Si l’image d’une économie de subsistance misérabiliste n’est plus de rigueur pour l’Homme de Néandertal, un autre antagonisme concernant l’acquisition du gibier l’oppose à l’Homme moderne. Pour certains, seuls les seconds sont capables de chasses « spécialisées », les premiers étant plus opportunistes (Straus, 1983 ; Mellars, 1989, 1996, 2004). Mais cette hypothèse ne peut être retenue, le spectre des espèces chassées de certains gisements du Paléolithique moyen étant largement dominé par un taxon (ex. Jaubert et al., 1990 ; Farizy et al., 1994 ; Turq et al., 1999 ; Costamagno et al., 2006) et la comparaison de plusieurs assemblages moustériens, châtelperroniens et aurignaciens ayant démontré l’absence de différences significatives dans la richesse taxonomique des gisements considérés (Grayson & Delpech, 2002).
Présentation du gisement
LOCALISATION DU SITE
La grotte des Fieux se trouve au lieu-dit Les Hauts-Fieux, à 3 km au nord ouest du village de Miers (Lot). Située dans la partie septentrionale du causse de Gramat, dans le Haut-Quercy, la grotte s’ouvre sur le plateau à 250 m d’altitude (fig-I.1). Le site est la propriété de la Communauté de communes du Pays de Padirac.
La Dordogne est la rivière la plus proche et coule à environ 6 km au nord du site ; il est possible d’y accéder par deux vallées sèches. La présence de la rivière ainsi que des vallées sèches sont considérées comme des critères déterminant l’installation de groupes humains aux Fieux ; le site se trouvant sur une voie d’accès naturelle qui pouvait être utilisée lors des migrations des troupeaux d’herbivores allant de la vallée aux causses et inversement (Champagne et al., 1996).
HISTORIQUE DES RECHERCHES
L’équipe du Spéléo-Club de Bergerac est à l’origine de la découverte du gisement. Accompagnés du propriétaire du site M. Caminade, les spéléologues tentaient d’accéder à la rivière souterraine de Padirac par un nouvel accès (fig-I.2). C’est ainsi que la grotte ornée des Fieux fut découverte le 2 novembre 1964.

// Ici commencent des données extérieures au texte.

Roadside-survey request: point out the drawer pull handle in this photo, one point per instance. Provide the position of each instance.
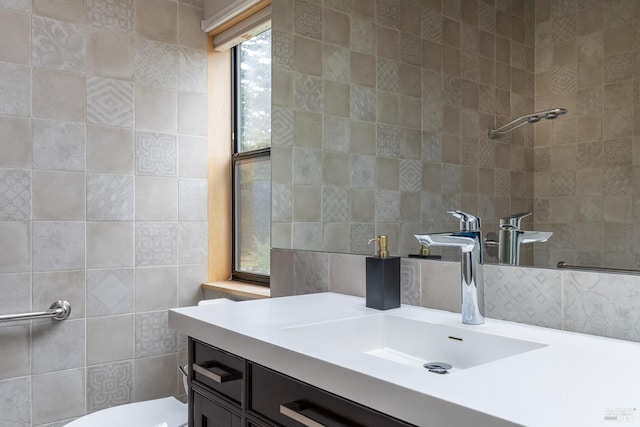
(292, 410)
(214, 373)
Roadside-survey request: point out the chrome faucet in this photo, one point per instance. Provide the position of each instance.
(469, 240)
(511, 237)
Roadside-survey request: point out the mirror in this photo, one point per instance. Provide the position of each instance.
(381, 119)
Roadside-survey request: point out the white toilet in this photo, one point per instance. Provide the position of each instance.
(165, 412)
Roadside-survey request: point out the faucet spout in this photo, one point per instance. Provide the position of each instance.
(471, 274)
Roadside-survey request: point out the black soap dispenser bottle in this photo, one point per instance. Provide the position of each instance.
(383, 277)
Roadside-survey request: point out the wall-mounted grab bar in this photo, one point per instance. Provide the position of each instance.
(59, 310)
(563, 265)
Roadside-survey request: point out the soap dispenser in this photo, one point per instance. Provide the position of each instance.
(383, 277)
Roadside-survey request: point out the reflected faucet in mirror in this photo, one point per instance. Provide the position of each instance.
(511, 237)
(469, 240)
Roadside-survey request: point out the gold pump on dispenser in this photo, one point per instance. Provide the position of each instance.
(383, 246)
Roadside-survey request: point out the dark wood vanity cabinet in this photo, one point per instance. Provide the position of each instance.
(228, 391)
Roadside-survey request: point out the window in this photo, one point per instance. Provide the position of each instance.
(251, 165)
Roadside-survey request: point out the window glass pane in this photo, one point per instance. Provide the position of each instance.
(253, 215)
(254, 126)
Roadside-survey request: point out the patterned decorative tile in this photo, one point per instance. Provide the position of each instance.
(451, 91)
(282, 49)
(410, 175)
(602, 304)
(411, 49)
(116, 15)
(525, 295)
(617, 152)
(15, 405)
(388, 141)
(337, 134)
(360, 236)
(617, 67)
(564, 79)
(153, 335)
(109, 102)
(15, 89)
(486, 17)
(335, 204)
(542, 159)
(431, 147)
(361, 36)
(156, 154)
(542, 209)
(388, 75)
(310, 272)
(57, 348)
(363, 103)
(57, 44)
(15, 195)
(469, 155)
(282, 126)
(307, 18)
(410, 280)
(563, 184)
(337, 63)
(308, 93)
(156, 243)
(156, 63)
(110, 292)
(58, 145)
(109, 385)
(388, 13)
(110, 197)
(58, 246)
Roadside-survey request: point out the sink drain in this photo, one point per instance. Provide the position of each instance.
(438, 367)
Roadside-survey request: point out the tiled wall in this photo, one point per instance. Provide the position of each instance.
(380, 118)
(102, 199)
(591, 303)
(586, 163)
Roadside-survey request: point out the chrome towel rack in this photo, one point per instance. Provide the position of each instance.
(59, 310)
(565, 266)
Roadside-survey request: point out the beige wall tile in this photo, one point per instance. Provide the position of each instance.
(58, 196)
(189, 32)
(157, 20)
(15, 37)
(58, 95)
(110, 54)
(15, 144)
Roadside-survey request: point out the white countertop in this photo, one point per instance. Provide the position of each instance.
(575, 380)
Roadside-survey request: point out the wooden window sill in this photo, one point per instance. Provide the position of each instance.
(242, 289)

En 1966, les travaux réalisés par le propriétaire, destinés à aménager l’accès à la grotte, mirent à jour des vestiges sauveterriens. Le propriétaire signala sa découverte à L. Méroc, alors directeur de la circonscription. Ce dernier demanda à F. Champagne et R. Espitalié d’entreprendre des fouilles archéologiques. De 1967 à 1998, les campagnes de fouilles furent dirigées par ces deux chercheurs, puis par F. Champagne seul, secondé par J. Jaubert et A. Fournier, puis P. Jauzon et Ph. Novel. En 1999, une campagne de fouille conduite par N. Valdeyron s’est limitée au porche Ouest et aux niveaux mésolithiques. Elle consistait en « une réfection des coupes, pour vérification et comparaison avec celles levées au moment de la fouille. Des prélèvements ont également été effectués, pour permettre la réalisation de différents types d’analyses (C14, palynologie, anthracologie, carpologie, sédimentologie) » (Valdeyron, 1999 : 131).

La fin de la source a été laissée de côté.